Ruin probability under stochastic mortality
Human beings are living longer than in the past. Their life expectancy has been improved significantly since last century. The demise of Defined Benefit Pensions forces more retirees to use defined contribution pension plan to hedge the longevity risk. So it's possible for the retirees to run out of wealth before run out of life while their current standard of living is maintained. Hence to provide retirement advice, life ruin probability becomes very important.

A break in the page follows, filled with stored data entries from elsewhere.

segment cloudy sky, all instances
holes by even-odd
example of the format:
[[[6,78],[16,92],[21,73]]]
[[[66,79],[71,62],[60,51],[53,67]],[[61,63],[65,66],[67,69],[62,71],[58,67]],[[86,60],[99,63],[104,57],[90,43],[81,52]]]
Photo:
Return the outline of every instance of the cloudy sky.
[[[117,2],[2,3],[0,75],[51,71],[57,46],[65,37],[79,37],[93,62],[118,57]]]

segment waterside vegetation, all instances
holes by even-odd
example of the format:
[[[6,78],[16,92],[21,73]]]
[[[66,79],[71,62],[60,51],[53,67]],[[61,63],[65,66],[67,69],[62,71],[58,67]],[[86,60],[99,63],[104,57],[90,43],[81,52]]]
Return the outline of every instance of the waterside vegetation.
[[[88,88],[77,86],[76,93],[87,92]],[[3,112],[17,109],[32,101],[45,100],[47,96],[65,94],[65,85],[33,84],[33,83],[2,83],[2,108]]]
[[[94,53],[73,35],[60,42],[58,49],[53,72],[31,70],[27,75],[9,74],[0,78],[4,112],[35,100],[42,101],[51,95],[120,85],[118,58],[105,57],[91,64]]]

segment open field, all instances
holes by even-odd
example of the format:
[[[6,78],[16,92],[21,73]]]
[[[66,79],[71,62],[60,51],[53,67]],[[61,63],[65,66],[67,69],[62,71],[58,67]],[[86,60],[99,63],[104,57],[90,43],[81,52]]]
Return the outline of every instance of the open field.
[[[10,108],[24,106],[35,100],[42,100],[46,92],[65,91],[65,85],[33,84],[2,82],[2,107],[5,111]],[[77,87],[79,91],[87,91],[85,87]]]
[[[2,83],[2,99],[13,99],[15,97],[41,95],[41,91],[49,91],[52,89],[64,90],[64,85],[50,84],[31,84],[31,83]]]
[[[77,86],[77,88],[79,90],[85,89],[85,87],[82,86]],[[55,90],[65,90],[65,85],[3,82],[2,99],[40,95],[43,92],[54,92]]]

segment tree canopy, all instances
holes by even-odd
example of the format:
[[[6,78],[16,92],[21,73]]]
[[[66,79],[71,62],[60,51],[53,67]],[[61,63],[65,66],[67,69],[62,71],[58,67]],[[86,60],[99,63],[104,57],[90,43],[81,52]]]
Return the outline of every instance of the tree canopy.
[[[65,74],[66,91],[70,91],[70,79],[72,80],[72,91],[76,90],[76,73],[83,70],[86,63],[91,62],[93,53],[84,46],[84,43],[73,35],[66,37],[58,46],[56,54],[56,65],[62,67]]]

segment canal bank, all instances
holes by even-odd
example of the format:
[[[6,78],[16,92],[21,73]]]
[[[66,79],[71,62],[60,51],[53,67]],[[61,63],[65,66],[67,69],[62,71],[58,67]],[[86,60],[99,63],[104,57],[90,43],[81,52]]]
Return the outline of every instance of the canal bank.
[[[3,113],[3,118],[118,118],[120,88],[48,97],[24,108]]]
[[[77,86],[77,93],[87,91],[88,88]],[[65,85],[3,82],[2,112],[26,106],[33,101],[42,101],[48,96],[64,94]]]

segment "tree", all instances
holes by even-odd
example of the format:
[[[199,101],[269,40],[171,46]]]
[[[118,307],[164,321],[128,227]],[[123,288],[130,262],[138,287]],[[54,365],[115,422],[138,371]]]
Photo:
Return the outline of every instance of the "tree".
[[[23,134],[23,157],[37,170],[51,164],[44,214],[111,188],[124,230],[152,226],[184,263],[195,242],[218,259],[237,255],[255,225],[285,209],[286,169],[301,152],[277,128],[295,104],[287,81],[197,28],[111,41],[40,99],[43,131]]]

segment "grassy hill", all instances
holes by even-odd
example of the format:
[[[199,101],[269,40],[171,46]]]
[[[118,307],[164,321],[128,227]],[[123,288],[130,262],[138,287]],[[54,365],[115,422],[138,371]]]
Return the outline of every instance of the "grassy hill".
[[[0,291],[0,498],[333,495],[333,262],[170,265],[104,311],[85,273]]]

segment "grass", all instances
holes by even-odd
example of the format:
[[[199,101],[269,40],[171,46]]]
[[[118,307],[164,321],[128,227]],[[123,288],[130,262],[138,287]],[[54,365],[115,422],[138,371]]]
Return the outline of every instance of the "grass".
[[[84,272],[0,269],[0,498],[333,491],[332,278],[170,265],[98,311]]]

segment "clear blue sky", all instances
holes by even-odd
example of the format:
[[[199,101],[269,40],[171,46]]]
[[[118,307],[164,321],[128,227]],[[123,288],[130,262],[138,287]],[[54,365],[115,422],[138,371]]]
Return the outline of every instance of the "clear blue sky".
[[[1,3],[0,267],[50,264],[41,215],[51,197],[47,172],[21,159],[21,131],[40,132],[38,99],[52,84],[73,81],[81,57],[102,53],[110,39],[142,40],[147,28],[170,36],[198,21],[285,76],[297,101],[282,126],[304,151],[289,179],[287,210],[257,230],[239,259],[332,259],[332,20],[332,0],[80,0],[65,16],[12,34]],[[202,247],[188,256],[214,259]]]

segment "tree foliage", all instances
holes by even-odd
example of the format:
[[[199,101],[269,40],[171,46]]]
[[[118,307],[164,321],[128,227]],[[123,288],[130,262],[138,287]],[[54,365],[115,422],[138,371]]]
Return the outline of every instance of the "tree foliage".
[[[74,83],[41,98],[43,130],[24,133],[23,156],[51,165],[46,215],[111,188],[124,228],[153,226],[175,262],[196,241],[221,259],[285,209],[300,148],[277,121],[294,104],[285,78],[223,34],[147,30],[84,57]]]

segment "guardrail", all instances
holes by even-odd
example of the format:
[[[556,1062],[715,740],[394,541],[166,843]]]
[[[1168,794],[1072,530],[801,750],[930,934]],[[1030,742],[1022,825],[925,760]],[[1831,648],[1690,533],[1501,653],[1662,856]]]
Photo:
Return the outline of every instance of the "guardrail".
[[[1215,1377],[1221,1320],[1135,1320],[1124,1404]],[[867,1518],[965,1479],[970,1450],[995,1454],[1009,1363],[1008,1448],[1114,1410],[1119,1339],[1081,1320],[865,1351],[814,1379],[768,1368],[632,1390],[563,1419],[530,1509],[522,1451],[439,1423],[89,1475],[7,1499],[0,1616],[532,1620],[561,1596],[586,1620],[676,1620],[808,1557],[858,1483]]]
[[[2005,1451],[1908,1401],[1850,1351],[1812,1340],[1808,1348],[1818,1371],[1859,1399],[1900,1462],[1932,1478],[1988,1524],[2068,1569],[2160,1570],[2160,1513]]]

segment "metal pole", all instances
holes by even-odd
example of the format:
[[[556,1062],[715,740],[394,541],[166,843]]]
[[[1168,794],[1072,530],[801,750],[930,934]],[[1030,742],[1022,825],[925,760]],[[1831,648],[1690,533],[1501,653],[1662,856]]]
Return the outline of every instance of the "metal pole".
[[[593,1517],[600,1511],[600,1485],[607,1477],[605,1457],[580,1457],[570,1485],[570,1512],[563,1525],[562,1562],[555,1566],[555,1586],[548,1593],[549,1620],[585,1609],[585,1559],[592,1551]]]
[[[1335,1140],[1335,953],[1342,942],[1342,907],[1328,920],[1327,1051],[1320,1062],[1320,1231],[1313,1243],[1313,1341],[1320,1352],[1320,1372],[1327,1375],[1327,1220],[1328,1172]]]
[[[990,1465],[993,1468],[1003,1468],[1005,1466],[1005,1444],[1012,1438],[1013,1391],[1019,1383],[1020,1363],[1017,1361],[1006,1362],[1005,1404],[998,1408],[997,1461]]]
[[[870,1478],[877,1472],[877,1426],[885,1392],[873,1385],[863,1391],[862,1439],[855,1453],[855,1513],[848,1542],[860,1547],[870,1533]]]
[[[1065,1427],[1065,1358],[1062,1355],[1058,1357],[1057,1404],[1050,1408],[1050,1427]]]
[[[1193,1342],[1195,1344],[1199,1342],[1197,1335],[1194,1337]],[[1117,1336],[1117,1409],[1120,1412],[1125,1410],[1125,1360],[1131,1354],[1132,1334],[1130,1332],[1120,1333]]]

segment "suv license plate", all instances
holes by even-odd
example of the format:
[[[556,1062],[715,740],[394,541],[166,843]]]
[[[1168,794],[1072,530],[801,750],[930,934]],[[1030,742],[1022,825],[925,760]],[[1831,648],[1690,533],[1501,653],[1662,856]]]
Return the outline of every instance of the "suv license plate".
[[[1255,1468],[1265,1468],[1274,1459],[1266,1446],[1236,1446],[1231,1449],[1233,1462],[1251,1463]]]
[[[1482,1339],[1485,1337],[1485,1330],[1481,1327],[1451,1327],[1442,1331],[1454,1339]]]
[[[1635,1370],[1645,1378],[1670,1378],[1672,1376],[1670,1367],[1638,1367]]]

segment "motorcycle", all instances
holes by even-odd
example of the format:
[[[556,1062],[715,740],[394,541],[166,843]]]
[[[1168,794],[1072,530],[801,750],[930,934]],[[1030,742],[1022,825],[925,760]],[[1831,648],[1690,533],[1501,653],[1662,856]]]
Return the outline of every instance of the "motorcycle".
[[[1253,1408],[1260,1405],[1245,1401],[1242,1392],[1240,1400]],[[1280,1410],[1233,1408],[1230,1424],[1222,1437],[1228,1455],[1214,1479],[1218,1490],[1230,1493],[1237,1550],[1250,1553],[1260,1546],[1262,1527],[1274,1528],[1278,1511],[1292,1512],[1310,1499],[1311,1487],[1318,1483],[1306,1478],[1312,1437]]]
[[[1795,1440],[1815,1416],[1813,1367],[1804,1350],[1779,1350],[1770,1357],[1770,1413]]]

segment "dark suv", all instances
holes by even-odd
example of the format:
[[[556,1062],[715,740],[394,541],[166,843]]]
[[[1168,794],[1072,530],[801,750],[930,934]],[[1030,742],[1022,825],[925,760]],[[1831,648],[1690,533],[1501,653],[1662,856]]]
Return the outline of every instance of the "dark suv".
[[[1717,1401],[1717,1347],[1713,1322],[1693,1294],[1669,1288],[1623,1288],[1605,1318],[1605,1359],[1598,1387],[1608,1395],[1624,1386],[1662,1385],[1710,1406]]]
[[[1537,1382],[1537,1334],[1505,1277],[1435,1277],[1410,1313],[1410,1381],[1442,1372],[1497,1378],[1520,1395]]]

The stochastic hazard rate is studied when we compute life time ruin probability. This is reasonable since the hazard rate is not a constant, it has ups and downs. The problem is modeled using stochastic differential equations, which is solved by converting the probability into Partial Differential Equations (PDEs). Analytical solutions can not be found to these highly nonlinear equations and numerical methods are the only way to get the approximate ones. Alternative Direction Implicit (ADI) method and Upwind Scheme are chosen to solve the 2D ruin problem. These have significantly reduced the computing time and saved lots of space.
The ruin probability under stochastic hazard rate and deterministic hazard rate is compared. When the stochastic hazard rate collapses to Gompertz Distribution, these two probabilities match very well. The effect of the correlation between wealth and hazard rate is studied. Our results show that when the correlation is positive, the ruin probability is higher, which is consistent to the commonsense.